Так что бессмысленно снова, в последний раз затевать спор с Хайнштоком. Начинать новую полемику было слишком поздно.
Возможно, Хайншток действительно не понял, почему Шефольд в конце концов не вышел из игры. Правда, он очень быстро, не позднее вторника, сообразил, что это Кимброу не хотел отступать, предавался иллюзиям и, желая того или нет, не позволял отступить и Шефольду; это Хайнштоку стало ясно, когда Шефольд явился к нему с поручением передать майору, чтобы тот проявил терпение. Такая рекомендация не могла исходить от американской армии, она могла быть только плодом глупых фантазий Кимброу — вывод, который объясняет, почему Хайншток сказал Кэте, что все это «теперь лишь эпизод, разыгрывающийся между двумя рехнувшимися офицерами».

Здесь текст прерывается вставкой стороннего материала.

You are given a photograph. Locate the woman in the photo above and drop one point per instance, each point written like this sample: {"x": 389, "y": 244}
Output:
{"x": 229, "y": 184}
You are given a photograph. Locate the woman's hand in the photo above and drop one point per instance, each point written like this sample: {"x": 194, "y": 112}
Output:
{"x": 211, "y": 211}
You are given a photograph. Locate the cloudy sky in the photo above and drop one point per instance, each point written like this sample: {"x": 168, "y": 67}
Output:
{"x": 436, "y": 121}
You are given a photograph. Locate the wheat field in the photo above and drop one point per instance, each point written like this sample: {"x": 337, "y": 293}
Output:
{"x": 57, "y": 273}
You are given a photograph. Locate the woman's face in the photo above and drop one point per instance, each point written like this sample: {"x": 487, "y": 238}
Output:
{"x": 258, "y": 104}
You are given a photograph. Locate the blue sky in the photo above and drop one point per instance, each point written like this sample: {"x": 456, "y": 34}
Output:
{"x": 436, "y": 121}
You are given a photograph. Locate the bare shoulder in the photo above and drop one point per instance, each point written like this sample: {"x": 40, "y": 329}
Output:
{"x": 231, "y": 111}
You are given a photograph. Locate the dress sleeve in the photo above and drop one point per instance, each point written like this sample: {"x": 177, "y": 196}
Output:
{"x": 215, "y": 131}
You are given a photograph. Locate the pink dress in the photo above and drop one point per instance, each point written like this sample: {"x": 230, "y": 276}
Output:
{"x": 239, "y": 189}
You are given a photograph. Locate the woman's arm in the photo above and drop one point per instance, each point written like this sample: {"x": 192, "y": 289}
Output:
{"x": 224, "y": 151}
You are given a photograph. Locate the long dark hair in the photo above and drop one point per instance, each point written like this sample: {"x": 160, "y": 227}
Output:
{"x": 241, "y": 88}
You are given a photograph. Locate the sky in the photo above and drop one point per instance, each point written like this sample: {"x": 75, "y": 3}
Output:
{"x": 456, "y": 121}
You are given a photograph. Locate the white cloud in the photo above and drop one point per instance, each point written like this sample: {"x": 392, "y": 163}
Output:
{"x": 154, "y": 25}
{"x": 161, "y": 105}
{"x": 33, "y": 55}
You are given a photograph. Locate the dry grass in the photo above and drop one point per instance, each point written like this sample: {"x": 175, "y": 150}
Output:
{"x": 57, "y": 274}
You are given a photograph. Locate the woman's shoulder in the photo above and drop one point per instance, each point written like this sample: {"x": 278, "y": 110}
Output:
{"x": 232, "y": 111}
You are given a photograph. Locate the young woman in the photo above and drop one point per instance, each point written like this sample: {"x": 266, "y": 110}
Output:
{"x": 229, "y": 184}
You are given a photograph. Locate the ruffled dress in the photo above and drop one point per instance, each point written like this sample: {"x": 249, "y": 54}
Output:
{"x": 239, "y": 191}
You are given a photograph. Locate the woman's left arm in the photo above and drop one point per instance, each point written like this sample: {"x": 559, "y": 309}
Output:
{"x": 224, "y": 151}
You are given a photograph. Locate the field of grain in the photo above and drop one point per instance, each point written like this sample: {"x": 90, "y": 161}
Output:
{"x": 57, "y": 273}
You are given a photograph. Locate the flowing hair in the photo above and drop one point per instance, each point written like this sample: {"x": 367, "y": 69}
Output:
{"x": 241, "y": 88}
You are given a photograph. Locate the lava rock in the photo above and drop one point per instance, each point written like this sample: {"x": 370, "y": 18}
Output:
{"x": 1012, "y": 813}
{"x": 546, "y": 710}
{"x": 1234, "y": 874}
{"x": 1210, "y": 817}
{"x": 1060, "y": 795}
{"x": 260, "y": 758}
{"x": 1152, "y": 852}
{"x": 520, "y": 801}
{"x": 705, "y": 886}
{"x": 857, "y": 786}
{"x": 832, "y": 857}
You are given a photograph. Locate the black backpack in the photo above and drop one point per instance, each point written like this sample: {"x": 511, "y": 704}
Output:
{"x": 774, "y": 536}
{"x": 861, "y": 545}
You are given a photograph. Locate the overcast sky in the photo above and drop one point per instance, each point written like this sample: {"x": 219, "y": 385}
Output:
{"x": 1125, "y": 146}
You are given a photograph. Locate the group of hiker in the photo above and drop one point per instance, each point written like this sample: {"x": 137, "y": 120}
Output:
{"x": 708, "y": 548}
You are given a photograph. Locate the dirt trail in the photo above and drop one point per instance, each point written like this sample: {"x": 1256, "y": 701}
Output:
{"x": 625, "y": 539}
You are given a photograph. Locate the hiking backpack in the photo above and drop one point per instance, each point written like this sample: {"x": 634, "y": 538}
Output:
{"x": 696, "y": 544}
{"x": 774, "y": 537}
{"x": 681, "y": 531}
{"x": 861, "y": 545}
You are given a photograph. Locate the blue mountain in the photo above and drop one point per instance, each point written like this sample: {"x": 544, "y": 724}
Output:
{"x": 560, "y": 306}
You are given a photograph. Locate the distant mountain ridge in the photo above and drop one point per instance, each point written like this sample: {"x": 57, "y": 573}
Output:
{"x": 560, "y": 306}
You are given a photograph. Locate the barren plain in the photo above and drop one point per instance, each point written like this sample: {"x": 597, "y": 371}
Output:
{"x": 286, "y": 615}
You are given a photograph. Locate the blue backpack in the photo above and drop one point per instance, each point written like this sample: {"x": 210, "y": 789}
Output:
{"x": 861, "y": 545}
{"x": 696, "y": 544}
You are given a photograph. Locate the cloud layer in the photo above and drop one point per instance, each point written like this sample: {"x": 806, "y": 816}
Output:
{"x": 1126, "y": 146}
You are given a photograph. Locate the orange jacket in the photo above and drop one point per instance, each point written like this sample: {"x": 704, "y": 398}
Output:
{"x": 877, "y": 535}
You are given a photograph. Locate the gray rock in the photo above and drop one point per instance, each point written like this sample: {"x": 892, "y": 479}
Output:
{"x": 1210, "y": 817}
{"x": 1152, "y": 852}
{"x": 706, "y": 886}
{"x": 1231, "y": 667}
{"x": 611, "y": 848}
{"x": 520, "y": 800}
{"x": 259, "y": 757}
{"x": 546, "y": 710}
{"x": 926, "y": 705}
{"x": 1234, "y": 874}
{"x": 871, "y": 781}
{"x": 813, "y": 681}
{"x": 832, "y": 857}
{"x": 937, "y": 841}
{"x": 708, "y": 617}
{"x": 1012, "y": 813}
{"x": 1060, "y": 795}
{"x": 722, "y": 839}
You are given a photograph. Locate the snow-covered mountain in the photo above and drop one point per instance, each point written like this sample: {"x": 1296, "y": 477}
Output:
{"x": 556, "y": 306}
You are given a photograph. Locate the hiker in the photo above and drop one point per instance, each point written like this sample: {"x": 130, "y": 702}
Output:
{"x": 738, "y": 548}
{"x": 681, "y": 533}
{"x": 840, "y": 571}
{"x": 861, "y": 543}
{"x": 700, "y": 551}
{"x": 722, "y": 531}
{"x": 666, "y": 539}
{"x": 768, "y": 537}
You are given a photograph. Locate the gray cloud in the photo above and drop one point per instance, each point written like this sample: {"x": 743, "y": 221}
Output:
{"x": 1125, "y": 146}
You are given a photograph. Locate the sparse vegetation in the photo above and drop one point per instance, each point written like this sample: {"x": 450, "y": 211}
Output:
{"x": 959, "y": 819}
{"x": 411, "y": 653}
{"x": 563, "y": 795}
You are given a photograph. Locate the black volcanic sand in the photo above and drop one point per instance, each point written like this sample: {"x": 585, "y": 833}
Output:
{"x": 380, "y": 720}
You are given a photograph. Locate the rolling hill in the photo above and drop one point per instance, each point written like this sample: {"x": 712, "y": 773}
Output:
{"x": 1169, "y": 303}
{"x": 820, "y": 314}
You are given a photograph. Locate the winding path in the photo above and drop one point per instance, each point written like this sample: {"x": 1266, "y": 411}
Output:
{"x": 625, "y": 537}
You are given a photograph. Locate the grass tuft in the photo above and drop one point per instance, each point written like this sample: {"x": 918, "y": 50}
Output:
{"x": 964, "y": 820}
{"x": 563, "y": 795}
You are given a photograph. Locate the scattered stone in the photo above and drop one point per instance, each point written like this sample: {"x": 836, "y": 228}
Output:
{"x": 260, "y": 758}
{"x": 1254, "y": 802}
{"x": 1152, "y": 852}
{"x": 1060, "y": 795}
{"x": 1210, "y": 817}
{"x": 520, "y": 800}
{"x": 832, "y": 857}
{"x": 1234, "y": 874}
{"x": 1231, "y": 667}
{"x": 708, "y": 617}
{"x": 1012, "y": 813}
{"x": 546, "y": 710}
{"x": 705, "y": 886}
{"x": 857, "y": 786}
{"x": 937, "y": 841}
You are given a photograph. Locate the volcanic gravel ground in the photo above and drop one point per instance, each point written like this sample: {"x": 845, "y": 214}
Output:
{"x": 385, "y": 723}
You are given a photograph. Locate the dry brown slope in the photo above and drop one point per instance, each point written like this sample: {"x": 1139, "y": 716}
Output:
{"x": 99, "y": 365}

Что не помешало ему самому, Венцелю Хайнштоку, человеку, знавшему, что такое фашизм, опытному стратегу Сопротивления, сказать себе, что и он не сделал ничего, чтобы эта затея своевременно лопнула.
В среду он весь день ждал известий от Шефольда — вот-вот тот появится и сообщит, что Кимброу отменил его визит, самовольно назначенный этим господином в Винтерспельте. Когда Шефольд не появился, он понял, что ничего уже сделать нельзя. И всю ночь не спал, наблюдая за тем, как передвигается в темноте хижины сыч, в природе которого — не спать по ночам.
Кладовая для инструментов возле сеновала на одном из дворов Винтерспельта. На таких дворах все находится под одной крышей: амбар, хлев, жилье крестьянина.
Вчера ночью они стояли друг против друга в этом сарае, где горел фонарь, сплетавший в путаные жгуты теней конскую сбрую, оглобли, колеса, плуги, бороны, стремянки, мотыги. Порядок царил только возле одной из балок, к которой были прислонены винтовки и на которой аккуратно висели каски, портупеи, котелки, все наготове, равно как и сапоги, стоявшие возле винтовок, — стоптанные, со сморщенными голенищами, но начищенные до блеска.